Oh my! A mistakenly thought of 30 minute job turned out to be a two day affair. The virus and Trojan horses that I found did what they were supposed to and did it very well. But so did I. It just took longer than expected. I called my friend and told him briefly what I had to go through to get his computer working again, and that it was ready for pick up. He said he was already considering buying a new one after I told him a couple of days back that I might not be able to repair the netbook. He also offered to pay me for the repair.  Here is my dilemma. How much should I ask for? Can I now put a shingle outside my door offering computer repair services for a fee?
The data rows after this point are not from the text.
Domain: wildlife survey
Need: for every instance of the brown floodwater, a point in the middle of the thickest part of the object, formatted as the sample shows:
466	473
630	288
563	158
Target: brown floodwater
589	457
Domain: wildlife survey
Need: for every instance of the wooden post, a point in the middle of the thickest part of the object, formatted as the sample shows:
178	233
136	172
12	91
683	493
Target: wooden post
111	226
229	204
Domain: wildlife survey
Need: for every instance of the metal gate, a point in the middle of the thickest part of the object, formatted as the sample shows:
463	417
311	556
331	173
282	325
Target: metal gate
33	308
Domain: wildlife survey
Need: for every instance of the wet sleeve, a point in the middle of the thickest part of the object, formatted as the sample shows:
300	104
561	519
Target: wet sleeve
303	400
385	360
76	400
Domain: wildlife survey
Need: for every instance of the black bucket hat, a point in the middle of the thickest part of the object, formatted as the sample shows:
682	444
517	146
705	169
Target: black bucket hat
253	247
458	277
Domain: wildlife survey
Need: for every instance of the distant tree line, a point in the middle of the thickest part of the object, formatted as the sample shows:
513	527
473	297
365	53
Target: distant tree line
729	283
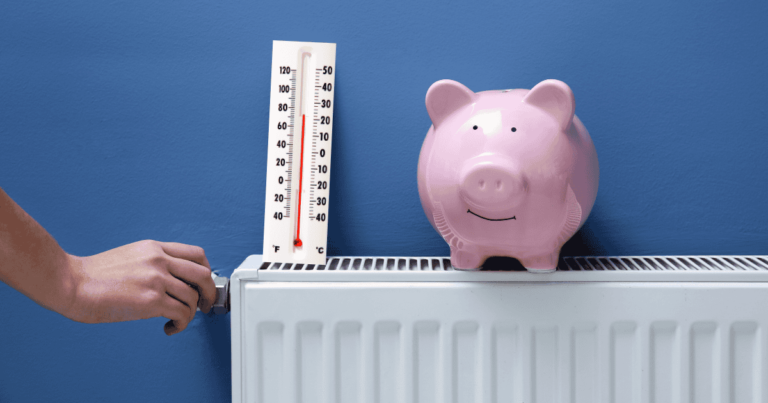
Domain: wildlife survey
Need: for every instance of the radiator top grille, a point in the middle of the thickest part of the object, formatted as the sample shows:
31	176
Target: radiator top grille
577	263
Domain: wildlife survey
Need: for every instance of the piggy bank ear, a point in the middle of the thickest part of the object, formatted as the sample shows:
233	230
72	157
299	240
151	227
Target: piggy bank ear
554	97
445	97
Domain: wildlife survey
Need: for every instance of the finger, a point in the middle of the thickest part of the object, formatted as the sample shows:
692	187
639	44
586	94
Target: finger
197	276
188	252
177	312
184	293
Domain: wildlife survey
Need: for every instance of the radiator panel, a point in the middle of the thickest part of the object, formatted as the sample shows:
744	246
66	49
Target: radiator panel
498	341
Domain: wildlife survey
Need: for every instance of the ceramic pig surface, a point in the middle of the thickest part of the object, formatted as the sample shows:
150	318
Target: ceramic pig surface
506	173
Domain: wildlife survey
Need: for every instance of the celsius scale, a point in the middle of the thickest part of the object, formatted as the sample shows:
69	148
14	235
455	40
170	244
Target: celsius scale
299	152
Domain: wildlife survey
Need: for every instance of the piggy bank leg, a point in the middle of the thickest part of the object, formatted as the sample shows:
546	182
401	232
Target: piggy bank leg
465	260
541	264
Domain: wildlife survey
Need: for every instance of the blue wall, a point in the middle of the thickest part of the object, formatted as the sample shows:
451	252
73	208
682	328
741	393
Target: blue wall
127	120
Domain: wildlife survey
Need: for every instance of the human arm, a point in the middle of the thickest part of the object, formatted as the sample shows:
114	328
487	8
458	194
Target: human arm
137	281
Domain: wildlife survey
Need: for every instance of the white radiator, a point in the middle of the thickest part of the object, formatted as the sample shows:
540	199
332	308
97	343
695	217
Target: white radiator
609	329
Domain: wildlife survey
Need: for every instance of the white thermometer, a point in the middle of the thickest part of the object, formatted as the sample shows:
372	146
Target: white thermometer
299	152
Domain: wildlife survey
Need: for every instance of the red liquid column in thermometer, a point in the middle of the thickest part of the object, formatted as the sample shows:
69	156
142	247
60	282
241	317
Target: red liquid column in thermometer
297	241
300	90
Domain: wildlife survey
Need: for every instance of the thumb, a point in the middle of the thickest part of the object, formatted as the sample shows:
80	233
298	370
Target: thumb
170	328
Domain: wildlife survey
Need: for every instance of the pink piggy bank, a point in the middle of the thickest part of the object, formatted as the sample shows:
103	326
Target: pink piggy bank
506	173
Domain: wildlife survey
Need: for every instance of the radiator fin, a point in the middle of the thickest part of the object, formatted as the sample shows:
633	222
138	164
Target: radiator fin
568	263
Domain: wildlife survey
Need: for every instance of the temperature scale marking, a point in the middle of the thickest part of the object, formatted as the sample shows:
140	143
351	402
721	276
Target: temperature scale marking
302	94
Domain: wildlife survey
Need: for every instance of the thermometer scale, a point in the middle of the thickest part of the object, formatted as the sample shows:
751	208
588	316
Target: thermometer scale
299	153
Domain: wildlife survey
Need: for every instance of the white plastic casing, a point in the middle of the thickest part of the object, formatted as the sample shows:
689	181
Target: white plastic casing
683	330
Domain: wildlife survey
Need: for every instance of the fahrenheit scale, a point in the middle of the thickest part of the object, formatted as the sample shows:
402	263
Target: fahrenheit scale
299	156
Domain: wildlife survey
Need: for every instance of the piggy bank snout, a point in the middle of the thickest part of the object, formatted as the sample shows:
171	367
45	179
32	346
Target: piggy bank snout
491	185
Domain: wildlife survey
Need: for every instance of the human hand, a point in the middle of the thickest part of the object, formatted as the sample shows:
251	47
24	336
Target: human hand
145	279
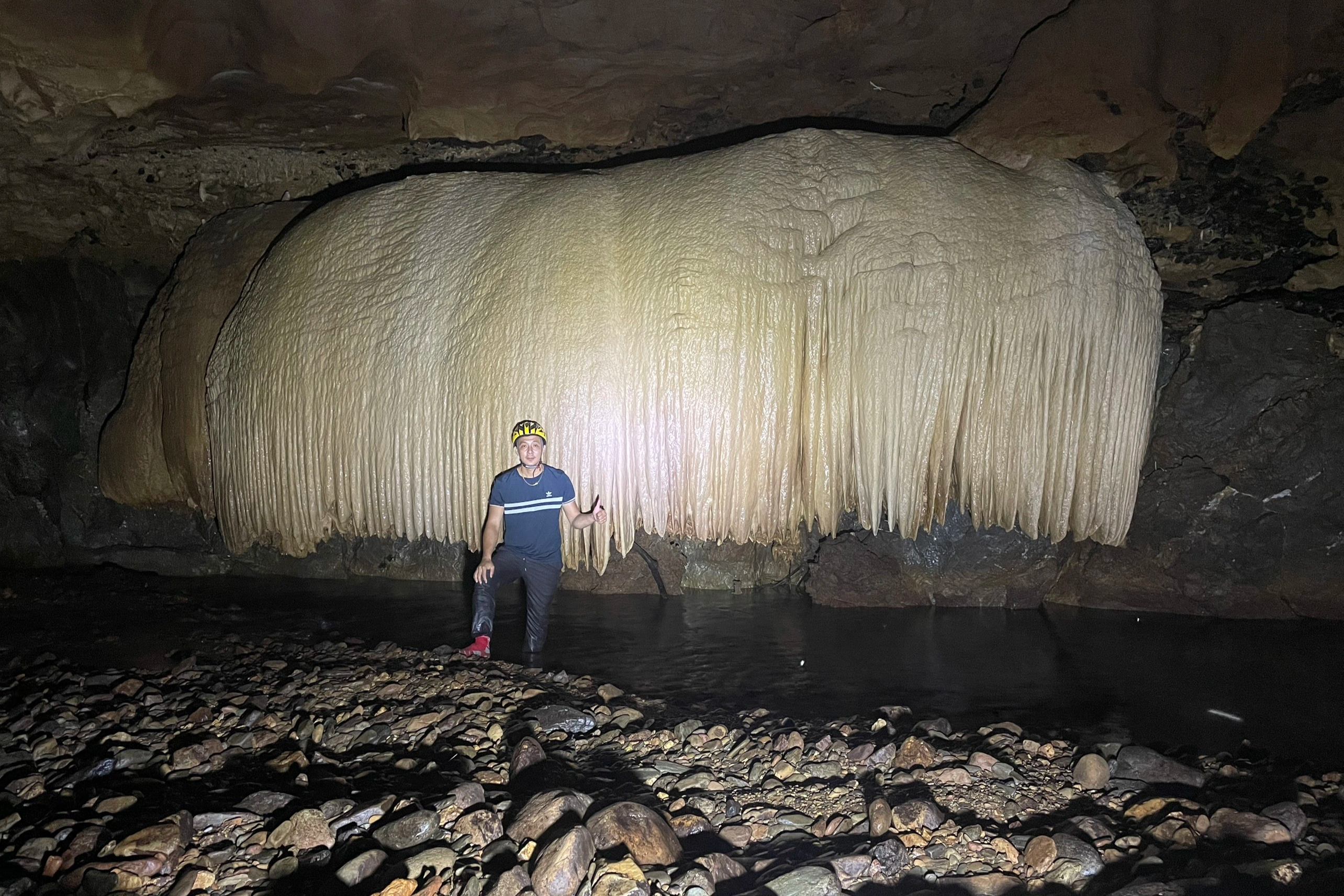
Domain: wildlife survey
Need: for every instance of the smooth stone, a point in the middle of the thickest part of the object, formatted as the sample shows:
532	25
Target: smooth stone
914	754
1291	816
991	884
558	718
561	868
1085	855
437	859
1149	766
737	836
1040	854
853	871
306	829
511	883
412	831
1229	824
361	867
264	802
893	859
914	814
283	867
643	831
1092	771
545	809
113	805
147	842
467	794
808	880
527	753
879	817
483	826
721	867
By the way, I saved a copy of that downloaded operating system so if you need it, let me know, but you would need to have a legal activation code, of course. This process is probably easier in Windows XP but not in Vista and 7 because of their stricter activation process. For now, I have faced the challenge and won!
Later on, I’ll tell you about computer problems of my own which happened a couple of weeks ago.